The blind man smile—for Willie, it was like hitting a switch. One line out of darkness, and suddenly he could see his way clear. To be exorcised from the knives, he needed knives of his own. And he knew just the blind man to provide them.
He left without laughing, drove out to Coney Island. But his dick still gave him no peace. Shooting pains raked his groin, his balls, so evil he couldn’t steer right. No way he was fit to deal with any blind man in this condition. So he took a sidebar to Brighton Beach, down the tunnel beneath the El, past the Russian news-stands and the kvass stalls, and called on Ivana for relief. Only to find she was gone.

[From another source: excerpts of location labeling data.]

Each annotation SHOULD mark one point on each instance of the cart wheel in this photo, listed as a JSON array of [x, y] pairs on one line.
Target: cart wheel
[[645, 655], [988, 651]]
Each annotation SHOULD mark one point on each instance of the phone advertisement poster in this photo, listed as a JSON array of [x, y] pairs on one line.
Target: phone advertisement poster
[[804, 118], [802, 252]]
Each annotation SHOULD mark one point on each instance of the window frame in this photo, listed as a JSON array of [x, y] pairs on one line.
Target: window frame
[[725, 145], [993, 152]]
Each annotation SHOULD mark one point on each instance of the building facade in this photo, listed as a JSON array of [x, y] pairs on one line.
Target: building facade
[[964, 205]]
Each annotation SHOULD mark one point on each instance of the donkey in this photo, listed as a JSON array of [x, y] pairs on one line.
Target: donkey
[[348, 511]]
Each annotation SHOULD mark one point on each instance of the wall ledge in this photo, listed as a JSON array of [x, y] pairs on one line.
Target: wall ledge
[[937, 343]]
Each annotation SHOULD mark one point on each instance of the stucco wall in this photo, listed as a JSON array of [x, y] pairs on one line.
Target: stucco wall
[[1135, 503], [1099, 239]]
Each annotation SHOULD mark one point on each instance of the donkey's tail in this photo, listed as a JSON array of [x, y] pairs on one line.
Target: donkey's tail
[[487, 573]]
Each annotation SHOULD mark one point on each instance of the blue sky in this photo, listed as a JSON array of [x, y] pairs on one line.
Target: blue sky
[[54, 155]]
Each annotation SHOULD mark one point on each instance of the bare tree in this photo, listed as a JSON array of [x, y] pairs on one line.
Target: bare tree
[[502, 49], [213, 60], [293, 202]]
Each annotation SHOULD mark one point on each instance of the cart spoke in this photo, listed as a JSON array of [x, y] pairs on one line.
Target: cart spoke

As if she’d never been. Her clothes and w
igs and make-up, her drugs and works, even the smell of her was wiped out. And so was Willie’s nest egg.
She hadn’t even troubled to cover her tracks. The metal-frame bed was slashed and trashed, its hollow leg swinging loose like a broken crutch. Inside, where the cash should have been, there was now just a puddle of hot-sour soup.
How could she do this thing? She had covered up the cast, that’s how. Forty-nine duck hunters in rowboats were repeated on the wallpaper, with their walrus moustaches and their rifles across their knees, and each of them now sported an eyepatch, kelly-green, coloured in with Magic Marker.
So this was grief.
Anna Crow had told him a story once about this boy she shot who’d died, of course he hadn’t believed a word, but he didn’t like to show bad manners, so he asked her how she’d felt, and all Anna said was, “Old.” Which had made no sense to him at the time, hardly anything she said ever did, but now the word came back on him, repeated like a Sabrett’s frank. And his dick went limp.
Not just limp, but lost. As though he had been plunged into icy water, or a swimming pool filled with starving piranhas. So shrivelled he was, he could have thrown up for shame. But that was not feasible. Men of Power, when they were cornered, were at their most dangerous. Muhammad Ali had been like that, Richard Nixon as well. And Willie was from the same school. Never mind the blood, just give him one more round, and he’d get equalized.
Time to visit Anna Crow.
When he walked into Sheherazade, she was doing her dumb number in the cage, and there was a new man the colour of jaundice behind the bar. He looked like someone had whacked his eye with a branding-iron, his mama probably, but Willie in his condition could not be bothered to ask.